As an introvert, the idea of being vulnerable and bold with every person I encountered not only seemed terrifying, it felt out of character. If I wasn’t telling everyone I knew and met about Jesus, inviting them to church, seeing them baptized and sharing a praise report a week later, was I even a productive Christian at all?
While the sentiment of sharing faith holds true, the culture of evangelism I witnessed created what I now know to be an incredibly narrow idea of the concept. Even as an adult, I still find myself subject to the pressure to share my faith in a style that’s not my own. Evangelism does not live in an extrovert’s world—in fact, we need all personalities to champion faith.
So for the introverts who still don’t quite feel at peace with this whole evangelism thing, here’s a guide to sharing your faith.
1. Evangelism isn’t about being social; it’s about your story and that matters.
Photo by Jacob Lund/Shutterstock.com
The major mental hurdle I had to overcome is equating evangelism to extroversion, or even socializing. Not only is that nowhere in the Bible, it completely minimizes the depth and purpose of sharing the gospel. It is about sharing your story, and your experience with God, with others.
The narrative is considered the greatest window into faith, as it allows people to “see themselves” in it. Consider this: the Bible, the word of God itself, is nothing but stories. Your willingness to share your story, what God has done in your life, what you’re praying for—it all matters and should be the focus.
2. You’re not performing or selling something. Focus on authenticity.
Once you’ve found yourself in a conversation about faith, alarms sometimes sound. “Okay, here’s my shot to convince this person God is real,” might be what runs through your mind. While the pressure to make a lasting impression is widely felt, for introverts, that feeling can be overwhelming and even undermining.
Remind yourself this is not about “selling Jesus” door-to-door. The moment you focus on tailoring your story to be “palatable” or “compelling enough” you’ve lost your most critical element: authenticity. Don’t make your goal to change their mind or perspective. Focus on planting a seed by being sincere. It’s genuine vulnerability that often prompts people’s hearts to truly receive the message.
3. Let The Holy Spirit guide you, not social pressure.

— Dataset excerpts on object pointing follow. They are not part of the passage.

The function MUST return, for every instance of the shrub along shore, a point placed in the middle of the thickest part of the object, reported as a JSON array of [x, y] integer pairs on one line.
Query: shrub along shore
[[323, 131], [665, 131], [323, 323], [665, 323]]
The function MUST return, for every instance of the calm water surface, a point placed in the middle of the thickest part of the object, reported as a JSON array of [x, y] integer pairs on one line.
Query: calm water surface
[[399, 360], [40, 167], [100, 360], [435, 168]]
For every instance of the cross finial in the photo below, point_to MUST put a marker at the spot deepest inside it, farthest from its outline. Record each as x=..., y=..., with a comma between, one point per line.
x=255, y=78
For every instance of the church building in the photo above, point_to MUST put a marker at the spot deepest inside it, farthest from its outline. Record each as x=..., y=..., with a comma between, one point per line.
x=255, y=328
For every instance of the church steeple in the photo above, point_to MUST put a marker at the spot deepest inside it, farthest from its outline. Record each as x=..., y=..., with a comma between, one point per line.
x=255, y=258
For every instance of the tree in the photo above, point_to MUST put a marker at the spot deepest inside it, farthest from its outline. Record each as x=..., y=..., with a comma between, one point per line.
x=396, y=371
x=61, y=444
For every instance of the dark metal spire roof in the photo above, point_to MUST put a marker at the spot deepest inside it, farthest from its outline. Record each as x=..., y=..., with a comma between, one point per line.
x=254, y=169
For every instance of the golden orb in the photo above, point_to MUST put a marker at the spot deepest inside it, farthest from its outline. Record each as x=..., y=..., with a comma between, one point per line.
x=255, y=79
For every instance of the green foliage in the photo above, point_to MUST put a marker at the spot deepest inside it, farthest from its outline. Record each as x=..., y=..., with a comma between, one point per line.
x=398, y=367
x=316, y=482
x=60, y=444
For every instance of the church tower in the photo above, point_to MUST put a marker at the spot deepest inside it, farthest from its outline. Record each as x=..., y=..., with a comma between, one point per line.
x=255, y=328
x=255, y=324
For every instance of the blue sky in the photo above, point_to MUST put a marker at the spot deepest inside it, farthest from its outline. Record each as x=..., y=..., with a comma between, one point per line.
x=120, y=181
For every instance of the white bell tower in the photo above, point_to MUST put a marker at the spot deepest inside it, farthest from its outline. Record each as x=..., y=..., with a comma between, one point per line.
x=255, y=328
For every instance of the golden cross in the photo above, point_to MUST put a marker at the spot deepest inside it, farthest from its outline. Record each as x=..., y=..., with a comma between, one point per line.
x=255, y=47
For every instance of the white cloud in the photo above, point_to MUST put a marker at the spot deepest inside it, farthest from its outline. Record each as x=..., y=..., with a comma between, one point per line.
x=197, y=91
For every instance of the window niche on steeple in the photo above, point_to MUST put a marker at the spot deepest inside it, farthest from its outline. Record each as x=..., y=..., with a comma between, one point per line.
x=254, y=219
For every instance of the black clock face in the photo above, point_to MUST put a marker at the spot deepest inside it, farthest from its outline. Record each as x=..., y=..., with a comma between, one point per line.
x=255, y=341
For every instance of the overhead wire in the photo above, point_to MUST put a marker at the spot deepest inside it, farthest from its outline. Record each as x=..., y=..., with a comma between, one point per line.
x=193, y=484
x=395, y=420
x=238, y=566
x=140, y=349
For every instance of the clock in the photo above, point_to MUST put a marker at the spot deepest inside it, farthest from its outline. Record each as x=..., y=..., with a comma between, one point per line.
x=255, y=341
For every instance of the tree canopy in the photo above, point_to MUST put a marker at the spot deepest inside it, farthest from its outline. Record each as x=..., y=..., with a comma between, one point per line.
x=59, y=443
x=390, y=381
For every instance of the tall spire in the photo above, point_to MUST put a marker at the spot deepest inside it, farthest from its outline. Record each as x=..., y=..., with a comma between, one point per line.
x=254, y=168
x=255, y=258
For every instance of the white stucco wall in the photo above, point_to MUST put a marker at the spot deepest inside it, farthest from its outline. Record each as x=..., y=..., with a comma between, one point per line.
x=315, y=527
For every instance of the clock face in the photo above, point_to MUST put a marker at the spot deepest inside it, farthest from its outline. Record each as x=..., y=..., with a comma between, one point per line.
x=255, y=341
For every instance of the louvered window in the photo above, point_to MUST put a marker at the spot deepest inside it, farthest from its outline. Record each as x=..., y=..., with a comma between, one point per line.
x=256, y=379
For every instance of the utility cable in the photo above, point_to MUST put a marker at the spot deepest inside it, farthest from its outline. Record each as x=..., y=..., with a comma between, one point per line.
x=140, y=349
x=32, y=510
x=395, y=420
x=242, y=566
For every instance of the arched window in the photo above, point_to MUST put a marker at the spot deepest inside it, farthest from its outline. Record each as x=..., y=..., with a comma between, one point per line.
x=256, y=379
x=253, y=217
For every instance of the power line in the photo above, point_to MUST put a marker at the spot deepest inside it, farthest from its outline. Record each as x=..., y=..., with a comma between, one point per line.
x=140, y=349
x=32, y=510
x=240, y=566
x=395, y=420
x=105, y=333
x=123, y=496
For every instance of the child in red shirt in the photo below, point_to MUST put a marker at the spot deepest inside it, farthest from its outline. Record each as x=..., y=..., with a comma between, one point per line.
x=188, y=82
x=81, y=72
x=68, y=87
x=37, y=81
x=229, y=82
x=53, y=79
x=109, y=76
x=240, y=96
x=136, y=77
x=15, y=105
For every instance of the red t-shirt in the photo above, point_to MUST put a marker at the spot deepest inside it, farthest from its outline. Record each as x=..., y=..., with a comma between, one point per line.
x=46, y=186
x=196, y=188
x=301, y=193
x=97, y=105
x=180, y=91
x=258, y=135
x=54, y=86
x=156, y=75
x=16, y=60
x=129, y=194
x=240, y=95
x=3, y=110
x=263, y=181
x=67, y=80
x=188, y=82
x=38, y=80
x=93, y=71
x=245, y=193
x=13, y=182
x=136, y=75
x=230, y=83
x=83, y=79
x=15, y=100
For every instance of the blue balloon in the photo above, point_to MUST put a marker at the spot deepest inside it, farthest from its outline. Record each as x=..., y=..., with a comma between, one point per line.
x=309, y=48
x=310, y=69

Photo by Jacob Lund/Shutterstock.com
As we walk through our faith, we’ll always feel challenged in our spirit to push boundaries. However, it’s important to discern a push from God from a push from your social environment. Evangelism was ingrained in me for so long as mass social outreach, that I carried the pressure to awkwardly bring it up in every conversation, no matter the cost.
When you trust the Holy Spirit to guide every relationship, moment to moment, you’ll see yourself break boundaries in a beautifully authentic way.
But again, this comes back to God’s intention, and that’s to use YOU. If you’re caught up trying to play the role of the perfect “Christian social butterfly” your outreach will be hollow and riddled with stress because it’s not you. When you trust the Holy Spirit to guide every relationship, moment to moment, you’ll see yourself break boundaries in a beautifully authentic way. You’ll be surprised by where that freedom will take you when social pressure is shut out.
4. Introversion is your gift, own it!
It’s easy to look at ourselves and ask why we can’t be “more this” or act “more that.” But introversion is not a curse, it’s a blessing. Introverts are often hailed for being personable, trustworthy and making people feel safe in conversation. It gives you great empathy for people who might feel uncomfortable talking about faith and helping them feel understood.
Always remember that evangelism comes in many forms. Even if you aren’t discussing faith explicitly, your actions are loud and profound. When we simply seek what God wants from us in every interaction, we allow Him to shine to our peers, community, family and friends. Embrace who He made you to be.
And always remember, no one can rock a one-on-one like an introvert—so own it!